蕭玉郎無奈的望着她,第一次領略到她的倔強,不由有些驚慌失措,驀然間,好似無論自己如何努力,她都會越走越遠。

心一陣刺痛,他猛的再次抱住她。

無暇也不動,任他抱着。

她真的很累,確實是太累了。面對他的每一刻,她都覺得在受煎熬。

他該嫌棄她的,該放棄她的,這樣她心裡會好受些,愛的人絕情一點,她纔好放開一些。可是他卻這樣深情,她愧疚的心會更痛,更難做決定。

“我不會饒過蕭玉展。
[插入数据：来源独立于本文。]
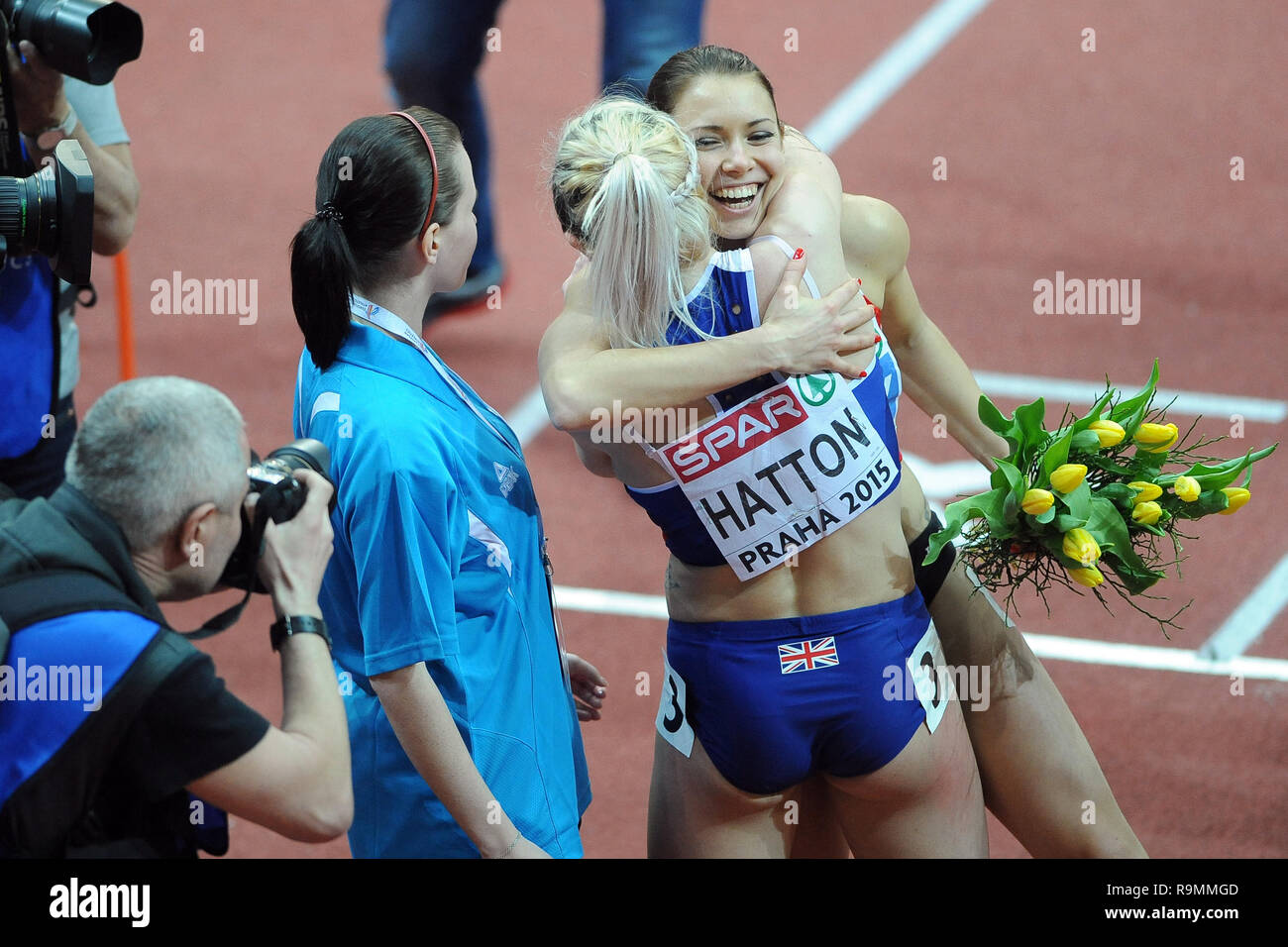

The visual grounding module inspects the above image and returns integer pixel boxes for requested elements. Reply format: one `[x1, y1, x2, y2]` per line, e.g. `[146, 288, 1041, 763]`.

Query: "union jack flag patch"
[778, 638, 841, 674]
”他在她耳邊輕聲說着,卻讓她猛的一驚,渾身也不自覺的微微發抖,他心碎的感受着她的痛苦,細細親吻上她的額角,“他帶給我們的痛苦,我會雙倍奉還。”

“不要!”想都未想,無暇脫口而出。

蕭玉郎身子微微一震,鬆開她,詫異、驚疑的望住她,張了張口,困難地問:“爲什麼?”

無暇也有些恍惚自己剛纔的話,不由也稍稍愣了一下,經他這麼一問,這才冷靜下來仔細想了想,其實要說,蕭玉展並不是特別特別的壞,最起碼,不是那種壞到不可救藥。他對她,多少是有些情意的,雖然方式惡劣,但那幾天,她也看得出蕭玉展並不是外表看上去那麼壞,他只是從小嬌生慣養,大大咧咧,雖然很囂張卻又並非真的惡毒。況且從他的角度看,他只是要個府上的丫頭,有什麼罪孽深重的啊。

再說他們,畢竟是兄弟。

“公子,過去的便是過去了,不要去追究了。”

“爲什麼?!”蕭玉郎壓低了嗓音,再一次緊緊追問。心底那種可怕的想法一點點清晰,在他的全身周圍形成了一層冷冰。
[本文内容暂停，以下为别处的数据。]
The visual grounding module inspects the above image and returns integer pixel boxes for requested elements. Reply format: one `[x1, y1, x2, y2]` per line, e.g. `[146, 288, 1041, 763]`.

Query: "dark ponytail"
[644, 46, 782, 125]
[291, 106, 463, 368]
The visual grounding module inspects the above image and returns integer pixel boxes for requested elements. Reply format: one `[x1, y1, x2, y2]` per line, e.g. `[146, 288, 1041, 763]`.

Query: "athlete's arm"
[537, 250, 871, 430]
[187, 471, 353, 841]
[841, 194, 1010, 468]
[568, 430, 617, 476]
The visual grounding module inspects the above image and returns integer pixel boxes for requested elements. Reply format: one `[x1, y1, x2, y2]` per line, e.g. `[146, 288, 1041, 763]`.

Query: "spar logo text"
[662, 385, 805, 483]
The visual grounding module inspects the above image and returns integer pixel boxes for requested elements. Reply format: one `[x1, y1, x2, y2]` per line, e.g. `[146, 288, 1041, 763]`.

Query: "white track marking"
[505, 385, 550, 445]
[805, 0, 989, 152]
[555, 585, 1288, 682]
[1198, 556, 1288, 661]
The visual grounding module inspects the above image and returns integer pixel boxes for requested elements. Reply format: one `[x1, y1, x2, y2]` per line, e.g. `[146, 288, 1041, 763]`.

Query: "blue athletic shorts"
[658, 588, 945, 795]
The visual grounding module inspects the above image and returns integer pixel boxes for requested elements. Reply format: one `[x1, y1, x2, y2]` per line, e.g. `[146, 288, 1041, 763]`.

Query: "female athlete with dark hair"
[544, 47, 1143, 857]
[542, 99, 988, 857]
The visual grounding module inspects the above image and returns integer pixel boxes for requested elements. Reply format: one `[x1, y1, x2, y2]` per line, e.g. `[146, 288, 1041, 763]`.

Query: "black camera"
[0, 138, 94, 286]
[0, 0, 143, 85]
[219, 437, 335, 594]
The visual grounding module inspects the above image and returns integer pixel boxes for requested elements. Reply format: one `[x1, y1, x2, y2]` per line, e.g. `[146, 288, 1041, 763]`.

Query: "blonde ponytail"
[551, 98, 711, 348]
無暇不由得後退了一步,潛意識感覺到他周身散發出來的壓迫,腦子裡一陣紊亂,瞪着眼睛張着嘴巴竟說不出話來。

“你不想?”蕭玉郎眨了眨眼睛,眸光中射出不可置信的神情,“你不想我做傷害他的事?”

無暇愣了愣,再細想了他的話,這才驚醒似的猛搖頭,張慌失措,“不,你誤會了,公子……不,是,我是不想讓你爲了我,做出兄弟殘殺的事情,不值得,真的公子,我不想你有事。而且,他對我,也不是做了多麼令人髮指的事。”說到最後一句,無暇說的猶爲艱澀,那種事,雖然對她來說是改變了她的人生,但看在別人的眼裡也不足爲奇。自從她回到西院,蕭玉展並沒有再來惹事,這對她來說也是個解脫。
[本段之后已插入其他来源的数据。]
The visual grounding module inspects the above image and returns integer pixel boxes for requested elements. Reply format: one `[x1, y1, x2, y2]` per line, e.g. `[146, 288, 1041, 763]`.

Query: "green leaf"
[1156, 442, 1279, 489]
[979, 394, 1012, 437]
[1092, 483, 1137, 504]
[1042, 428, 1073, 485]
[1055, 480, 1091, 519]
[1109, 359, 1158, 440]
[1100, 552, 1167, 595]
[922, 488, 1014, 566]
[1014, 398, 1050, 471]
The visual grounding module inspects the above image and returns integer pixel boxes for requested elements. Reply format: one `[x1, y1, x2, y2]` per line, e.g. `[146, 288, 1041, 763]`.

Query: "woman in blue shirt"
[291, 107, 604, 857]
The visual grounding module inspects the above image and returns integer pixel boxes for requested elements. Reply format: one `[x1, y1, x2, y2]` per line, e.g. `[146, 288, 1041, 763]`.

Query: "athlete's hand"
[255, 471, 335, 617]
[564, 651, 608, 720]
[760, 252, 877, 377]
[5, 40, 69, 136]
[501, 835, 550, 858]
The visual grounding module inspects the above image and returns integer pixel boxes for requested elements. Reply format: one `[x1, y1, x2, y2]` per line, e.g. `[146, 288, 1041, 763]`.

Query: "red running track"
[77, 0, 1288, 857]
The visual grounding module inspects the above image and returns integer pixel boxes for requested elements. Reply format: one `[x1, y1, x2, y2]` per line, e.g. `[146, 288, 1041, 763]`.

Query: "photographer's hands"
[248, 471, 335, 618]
蕭玉郎靜靜的望着她,久久的望着她,眸中的光澤忽明忽暗,周身的冷氣一點點的碎裂,摔落,散飛,一片紛亂。

蕭玉展也喜歡着無暇,他明白,雖然他確定蕭玉展對無暇的情感遠遠不及他,但是,他卻是能想像到,之前蕭玉展定是萬般的討好着她,於是她……不忍心了麼?她有些許的動心了麼……想到此,他覺得胸口沉悶的似要塞死,血液都無法流動。

“公子……”無暇有點着慌,不知道要怎麼解釋他纔會理解,“這件事都過去了,就這樣就好,就算再怎麼做,發生的便是發生了,時光不能倒流,我不想讓你做無畏的犧牲,公子,請理解我,我已經帶給你太多的困擾,如果你再有什麼事,我活着更沒有意義……”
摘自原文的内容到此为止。